Medicare Part B
Medicare Part B Coverage
Original Medicare is framed in two parts:
- Medicare Part A: hospital insurance
- Medicare Part B: medical insurance
Medicare Part B covers medically necessary services, including:
- Medical services in your doctor’s office and the hospital
- Outpatient care, including surgical procedures
- Home health services (some services covered under Part A)
- Durable medical equipment (DME)
- Mental health services
- Specific preventive services
What does Medicare Part B cover?
Medicare Part B covers doctor visits for many types of medical services. For most of these visits, your share of the cost will be:
- Coinsurance: 20% of Medicare-approved amount
- Part B deductible: $203 in 2021
Medicare Part B is the outpatient benefit, and it is used most often to cover expenses related to doctor visits and outpatient care. Medicare Part B benefits also apply toward clinical treatment as well as diagnostic testing and lab work. Additionally, outpatient surgery is covered by Medicare Part B if the procedure takes place in the outpatient department of a hospital. Home health services may also be billed to Medicare Part B if the service provider is not being supplied by a hospital or skilled nursing facility. Part B also includes a wide range of preventive services including cancer screenings, vaccinations, and annual wellness visits.
If you are prescribed durable medical equipment (DME), Medicare benefits may pay for the rental or purchase of your items depending on the medical necessity of the equipment. In virtually all cases, covered DME must be prescribed by a Medicare-participating physician and be obtained through a Medicare-approved distributor in order to qualify for coverage.

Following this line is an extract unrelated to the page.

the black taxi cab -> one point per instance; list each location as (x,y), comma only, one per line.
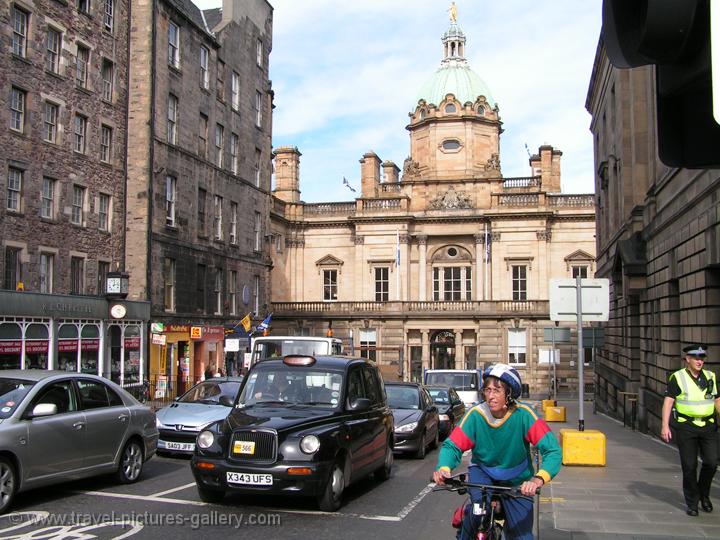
(301,425)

In terms of cost, Medicare Part B is optional coverage that requires a monthly premium payment. Most people enroll in Part B when they are first eligible to avoid late enrollment penalties later on. Additionally, Part B includes a deductible that must be met prior to benefits applying toward care. Finally, Medicare splits the cost of Part B services, paying 80% toward these costs while leaving the remaining 20% for you to pick up.

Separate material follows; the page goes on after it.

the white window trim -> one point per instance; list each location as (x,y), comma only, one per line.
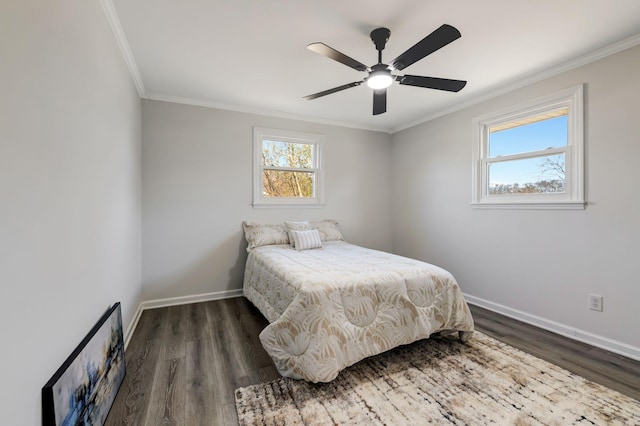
(317,140)
(573,197)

Preventive Care with Part B
Medicare Part B covers certain screenings and preventive doctor visits that do not require cost sharing if you use a provider that accepts assignment. By accepting assignment, your doctor agrees to accept direct payment of the Medicare-approved amount as payment in full, aside from any deductible or coinsurance for which you are responsible.
Examples of screenings:
- Mammogram every 12 months for women age 40 and older (baseline covered for women between ages 35 and 39)
- Pap tests and pelvic exams every 24 months as a standard (more often in certain circumstances)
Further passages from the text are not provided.